Logo Bloomberg Technoz

Nilai Ekspor RI Turun 3,1% Maret, CPO & Kakao Jadi Pemberat

Mis Fransiska Dewi
04 May 2026 12:20

Ilustrasi ekspor impor. (Bloomberg)
Ilustrasi ekspor impor. (Bloomberg)

Bloomberg Technoz, Jakarta - Badan Pusat Statistik (BPS) mencatat nilai ekspor pada bulan Maret 2026 sebesar US$25,53. Artinya, apabila dibandingkan dengan periode yang sama tahun sebelumnya (YoY) maka ekspor nasional mencatatkan penurunan 3,1%.
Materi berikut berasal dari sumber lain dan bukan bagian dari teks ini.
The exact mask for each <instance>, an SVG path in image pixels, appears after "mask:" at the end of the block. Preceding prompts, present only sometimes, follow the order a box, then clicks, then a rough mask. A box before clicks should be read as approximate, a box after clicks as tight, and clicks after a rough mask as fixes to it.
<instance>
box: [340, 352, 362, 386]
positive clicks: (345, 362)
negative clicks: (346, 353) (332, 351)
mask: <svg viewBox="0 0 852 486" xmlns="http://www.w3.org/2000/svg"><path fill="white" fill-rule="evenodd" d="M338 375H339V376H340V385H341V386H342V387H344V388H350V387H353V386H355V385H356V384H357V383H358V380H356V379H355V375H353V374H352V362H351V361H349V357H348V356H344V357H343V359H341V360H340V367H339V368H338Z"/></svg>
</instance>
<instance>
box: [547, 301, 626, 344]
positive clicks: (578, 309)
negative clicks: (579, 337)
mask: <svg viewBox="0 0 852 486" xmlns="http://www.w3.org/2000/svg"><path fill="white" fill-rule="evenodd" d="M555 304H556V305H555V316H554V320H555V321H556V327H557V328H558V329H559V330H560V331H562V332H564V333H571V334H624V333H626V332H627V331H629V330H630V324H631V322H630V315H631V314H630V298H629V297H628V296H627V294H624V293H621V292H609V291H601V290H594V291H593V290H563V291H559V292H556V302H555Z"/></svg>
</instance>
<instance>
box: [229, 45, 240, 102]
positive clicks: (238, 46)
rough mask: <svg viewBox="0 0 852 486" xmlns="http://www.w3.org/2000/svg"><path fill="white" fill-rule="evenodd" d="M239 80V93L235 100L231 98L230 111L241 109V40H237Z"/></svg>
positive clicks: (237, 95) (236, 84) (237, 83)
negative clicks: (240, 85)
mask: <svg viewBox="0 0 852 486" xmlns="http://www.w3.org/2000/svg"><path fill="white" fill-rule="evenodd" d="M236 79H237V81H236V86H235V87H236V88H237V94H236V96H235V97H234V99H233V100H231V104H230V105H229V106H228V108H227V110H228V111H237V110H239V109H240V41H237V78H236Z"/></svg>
Deputi Bidang Statistik Distribusi dan Jasa BPS, Ateng Hartono membeberkan bahwa pada bulan Maret 2026, nilai ekspor migas tercatat senilai US$1,28 miliar atau turun 11,84% secara YoY. Sedangkan nilai ekspor non-migas ini tercatat turun sebesar US$2,52% dengan nilai US$21,25 miliar.

“Penurunan nilai ekspor Maret 2026 secara tahunan tersebut terutama didorong oleh penurunan nilai ekspor pada non-migas,” kata Ateng dalam rilis BPS, Senin (4/5/2026)


Penurunan terbesar di antaranya menurut Ateng adalah lemak dan minyak hewani/nabati termasuk crude palm oil (CPO) yang turun sebesar 27,02%. Sementara, andil komoditas ini terhadap penurunan ekspor yaitu 3,52%. 

Sementara itu, kakao dan olahannya juga mencatatkan penurunan sebesar 50,89% dengan andil 0,75% terhadap total ekspor. Serta kopi teh dan juga rempah-rempah yang juga turun 54,69% dengan andil itu 0,68% terhadap total ekspor.